Phylogenetic placement

16S rRNA gene sequences for closely related species were obtained by blastn searches against SILVA database release 132 [94], and aligned with sequences extracted from assembled genomes using the SILVA Incremental Aligner (SINA) version 1.2.11 [95]. 16S rRNA gene trees were constructed from these alignments using FastTree version 2.1.8 [96] and visualized with FigTree version 1.4.3 [97]. Multi-locus gene trees were constructed using PhyloPhlAn version 0.99 [98]. Average amino acid identities were calculated using the online AAI-Matrix Genome-based distance matrix calculator [26].

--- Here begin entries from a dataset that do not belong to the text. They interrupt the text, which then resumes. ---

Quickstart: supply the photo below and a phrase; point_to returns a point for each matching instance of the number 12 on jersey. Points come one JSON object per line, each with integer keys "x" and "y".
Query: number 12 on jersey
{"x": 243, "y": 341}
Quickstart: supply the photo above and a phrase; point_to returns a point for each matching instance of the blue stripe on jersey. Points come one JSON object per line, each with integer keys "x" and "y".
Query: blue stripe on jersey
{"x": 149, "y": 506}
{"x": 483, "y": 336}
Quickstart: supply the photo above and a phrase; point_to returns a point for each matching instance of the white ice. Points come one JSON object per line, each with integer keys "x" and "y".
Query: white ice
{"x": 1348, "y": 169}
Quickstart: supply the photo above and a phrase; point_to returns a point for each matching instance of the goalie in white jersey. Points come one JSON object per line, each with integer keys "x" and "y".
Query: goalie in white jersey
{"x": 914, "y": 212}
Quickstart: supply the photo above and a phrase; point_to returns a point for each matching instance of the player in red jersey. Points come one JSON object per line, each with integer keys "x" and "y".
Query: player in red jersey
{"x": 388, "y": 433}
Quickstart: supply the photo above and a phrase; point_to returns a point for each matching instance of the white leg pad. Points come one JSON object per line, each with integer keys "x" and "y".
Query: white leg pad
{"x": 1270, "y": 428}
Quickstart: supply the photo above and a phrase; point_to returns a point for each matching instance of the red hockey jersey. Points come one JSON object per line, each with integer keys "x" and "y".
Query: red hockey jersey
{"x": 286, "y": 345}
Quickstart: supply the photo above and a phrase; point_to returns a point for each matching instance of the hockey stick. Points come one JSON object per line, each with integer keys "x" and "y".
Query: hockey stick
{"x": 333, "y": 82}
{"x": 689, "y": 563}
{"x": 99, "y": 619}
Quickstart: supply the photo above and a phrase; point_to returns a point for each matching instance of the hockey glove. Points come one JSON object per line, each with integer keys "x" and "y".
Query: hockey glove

Environmental database searches

16S rRNA genes identified in metagenome-assembled genomes (MAGs) from this study were compared to reference database sets by blastn searches, with a minimum cutoff alignment length of 360 nucleotides and maximum e value of 1e−7. Quantitative abundances of blastn matches to OTUs from samples in the Sponge Microbiome Database were obtained by querying a custom MySQL database, constructed by reformatting Supplementary files S3, S4, and S5 from [30] into the schema shown in Supplementary Figure 13, Additional file 1.

Functional annotation

All MAGs generated in this study were annotated at IMG-MER [99]. CRISPR repeat regions were identified using the MinCED (Mining CRISPRs in Environmental Datasets) program, version 0.3.0 [100]. Potentially over-represented protein functional families were identified using Hidden Markov Models (HMMs) from the Pfam-A version 32 [70] and TIGRFAM release 15 [101] databases. In cases where models with overlapping functional activities matched the same target protein, only the HMM with the highest bitscore was included in quantitative tallies, so that no protein was counted more than once. Candidate viral sequences were identified using VirSorter version 1.0.5 [58] and taxonomically classified using DarkHorse version 2.0 with a custom reference database consisting of all viral sequences in the GenBank nr database as of January 2, 2019. Biosynthetic clusters encoding potential secondary metabolites were identified using AntiSMASH version 5.0 [62].